Nick Harkaway, who published Karla’s Choice last year, a sequel to the 1963 thriller, said the current geopolitical situation had echoes of the charged postwar period.

“With the conflicts that we’re in, it just does feel as if all the cold war conversations and the underlying geopolitics of the cold war, all the strategic stuff, is still the same,” he said. “It doesn’t shift.”

Asked what his father would have made of the state of world politics today, Harkaway said he would have been horrified.

“He was an optimist, he believed in people and that we could build a better world,” he said. “All the books, to one degree or another, are about someone finding the courage to do something that will change things for the better. The implication is always that if we don’t find that courage, we will spiral downwards.”

The Spy Who Came in from the Cold was adapted shortly after its publication into a film starring Richard Burton as Alec Leamas, the titular spy who is convinced to go back into the field by the spymaster George Smiley. But it was not until last year’s run at the Minerva theatre in Chichester that a Le Carré novel had been adapted for the stage.

The play’s director, David Eldridge, said the initial idea for the adaptation came at around the same time as the novichok poisoning in Salisbury, which raised the question of how a country reacts to such an attack. “Should you respond in kind, so that you can defeat your enemy?” Eldridge said. “But in doing so, do you compromise your value system?”

The idea of where British intelligence services draw the line is one of the dominant themes of the story.
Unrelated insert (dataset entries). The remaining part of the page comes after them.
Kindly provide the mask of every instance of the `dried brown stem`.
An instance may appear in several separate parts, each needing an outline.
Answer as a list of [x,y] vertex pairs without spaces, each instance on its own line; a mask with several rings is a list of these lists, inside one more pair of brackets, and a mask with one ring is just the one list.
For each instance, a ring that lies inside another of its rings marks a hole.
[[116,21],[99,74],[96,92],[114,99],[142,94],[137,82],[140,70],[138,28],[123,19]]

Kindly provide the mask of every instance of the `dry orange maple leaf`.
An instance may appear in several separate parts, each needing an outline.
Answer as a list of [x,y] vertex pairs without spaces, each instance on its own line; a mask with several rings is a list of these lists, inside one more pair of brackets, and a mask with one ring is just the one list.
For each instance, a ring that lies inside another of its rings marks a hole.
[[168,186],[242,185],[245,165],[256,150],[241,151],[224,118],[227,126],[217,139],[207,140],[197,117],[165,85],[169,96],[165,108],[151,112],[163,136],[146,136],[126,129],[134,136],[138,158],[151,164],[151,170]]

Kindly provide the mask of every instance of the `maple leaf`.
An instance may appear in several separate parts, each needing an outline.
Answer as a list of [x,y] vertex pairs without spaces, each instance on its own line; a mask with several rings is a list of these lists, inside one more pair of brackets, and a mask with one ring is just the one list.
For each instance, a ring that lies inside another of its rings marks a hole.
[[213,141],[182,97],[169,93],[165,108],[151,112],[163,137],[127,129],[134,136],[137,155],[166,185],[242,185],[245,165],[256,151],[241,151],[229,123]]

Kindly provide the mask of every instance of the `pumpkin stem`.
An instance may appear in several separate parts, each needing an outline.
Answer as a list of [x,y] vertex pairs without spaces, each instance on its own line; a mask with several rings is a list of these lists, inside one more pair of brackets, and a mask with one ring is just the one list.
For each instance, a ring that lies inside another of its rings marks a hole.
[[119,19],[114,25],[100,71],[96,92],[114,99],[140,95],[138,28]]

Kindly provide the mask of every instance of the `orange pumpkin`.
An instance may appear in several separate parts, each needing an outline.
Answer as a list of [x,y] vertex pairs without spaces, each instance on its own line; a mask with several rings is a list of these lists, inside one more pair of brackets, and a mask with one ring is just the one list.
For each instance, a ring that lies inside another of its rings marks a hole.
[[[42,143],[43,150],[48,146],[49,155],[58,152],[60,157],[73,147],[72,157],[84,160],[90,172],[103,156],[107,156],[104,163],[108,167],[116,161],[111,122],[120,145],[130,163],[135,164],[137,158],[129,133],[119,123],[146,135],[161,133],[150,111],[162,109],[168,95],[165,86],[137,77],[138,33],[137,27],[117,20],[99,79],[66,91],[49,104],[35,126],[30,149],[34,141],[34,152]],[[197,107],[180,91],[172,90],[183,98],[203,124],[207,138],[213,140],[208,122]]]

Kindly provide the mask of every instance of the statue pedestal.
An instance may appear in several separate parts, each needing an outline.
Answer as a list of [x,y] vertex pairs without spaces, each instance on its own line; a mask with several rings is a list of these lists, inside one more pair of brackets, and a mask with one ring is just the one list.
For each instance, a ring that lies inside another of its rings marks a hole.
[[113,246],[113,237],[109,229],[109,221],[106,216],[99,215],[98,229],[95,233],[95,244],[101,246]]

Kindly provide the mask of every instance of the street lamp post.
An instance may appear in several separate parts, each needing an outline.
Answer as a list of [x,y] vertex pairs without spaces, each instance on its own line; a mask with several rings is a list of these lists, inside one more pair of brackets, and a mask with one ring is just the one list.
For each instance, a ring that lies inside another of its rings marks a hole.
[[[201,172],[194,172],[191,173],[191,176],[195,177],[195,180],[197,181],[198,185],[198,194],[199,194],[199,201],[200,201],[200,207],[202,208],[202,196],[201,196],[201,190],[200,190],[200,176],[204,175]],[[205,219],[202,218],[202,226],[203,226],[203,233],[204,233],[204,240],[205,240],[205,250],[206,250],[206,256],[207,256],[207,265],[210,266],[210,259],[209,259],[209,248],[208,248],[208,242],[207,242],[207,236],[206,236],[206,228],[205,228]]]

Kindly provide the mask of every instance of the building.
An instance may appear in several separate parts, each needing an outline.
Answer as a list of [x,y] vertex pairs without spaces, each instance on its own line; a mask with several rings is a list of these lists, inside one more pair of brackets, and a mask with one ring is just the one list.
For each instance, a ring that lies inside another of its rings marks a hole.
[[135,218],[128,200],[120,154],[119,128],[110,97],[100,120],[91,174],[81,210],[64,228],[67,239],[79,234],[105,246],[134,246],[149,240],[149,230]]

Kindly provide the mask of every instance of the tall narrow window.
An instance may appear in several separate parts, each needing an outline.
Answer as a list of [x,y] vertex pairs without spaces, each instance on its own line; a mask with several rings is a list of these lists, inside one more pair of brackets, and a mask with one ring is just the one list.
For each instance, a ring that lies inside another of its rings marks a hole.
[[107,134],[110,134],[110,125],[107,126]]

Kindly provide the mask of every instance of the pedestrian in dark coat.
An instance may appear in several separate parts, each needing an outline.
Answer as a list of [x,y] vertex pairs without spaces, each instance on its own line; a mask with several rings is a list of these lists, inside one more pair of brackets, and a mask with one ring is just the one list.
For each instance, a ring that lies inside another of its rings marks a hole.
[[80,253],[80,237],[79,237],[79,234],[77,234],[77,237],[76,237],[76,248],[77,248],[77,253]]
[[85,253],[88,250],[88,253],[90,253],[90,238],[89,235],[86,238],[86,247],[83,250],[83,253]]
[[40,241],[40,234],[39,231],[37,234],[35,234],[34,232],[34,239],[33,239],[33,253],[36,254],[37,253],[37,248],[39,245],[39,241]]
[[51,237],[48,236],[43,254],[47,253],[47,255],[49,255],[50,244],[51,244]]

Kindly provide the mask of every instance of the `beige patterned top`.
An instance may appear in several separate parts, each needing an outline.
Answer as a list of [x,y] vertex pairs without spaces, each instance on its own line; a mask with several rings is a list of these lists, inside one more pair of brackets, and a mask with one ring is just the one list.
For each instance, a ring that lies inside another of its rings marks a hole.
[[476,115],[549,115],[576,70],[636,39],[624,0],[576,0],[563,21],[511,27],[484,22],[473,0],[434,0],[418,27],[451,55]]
As is the effect that spying has on Leamas, who is in a state of existential despair at the end of the novel.

Some of the action takes place in East Germany, and Harkaway said the appearance of the Berlin wall – the dividing line across the city that fell in 1989 – as part of the stage set was a dramatic reminder of the period.

“We talk about modern relevance – well, this was a scar across the middle of Europe which existed for 40 years,” he said. “When you see that up close, it’s really powerful.”

Leamas calls spies a “squalid procession of vain fools, traitors, too, yes; pansies, sadists and drunkards, people who play cowboys and Indians to brighten their rotten lives”.

When Eldridge met Le Carré, before his death in 2020, the novelist told him “not to get carried away with the idea that intelligence officers are a special breed in some way”, repeatedly saying that they’re just “ordinary people”. Eldridge said his adaptation was true to that idea.

The Guardian’s Mark Lawson commented on the “extreme moral ambiguity” of Smiley in the Chichester production as he battles with his Russian counterpart – and nemesis – the KGB’s Karla. Lawson also praised Agnes O’Casey’s performance as the librarian Liz Gold, who gets caught up in the brutal churn of spycraft.

Eldridge said: “The novel and the play constantly asks the audience whether it’s worth it or not.”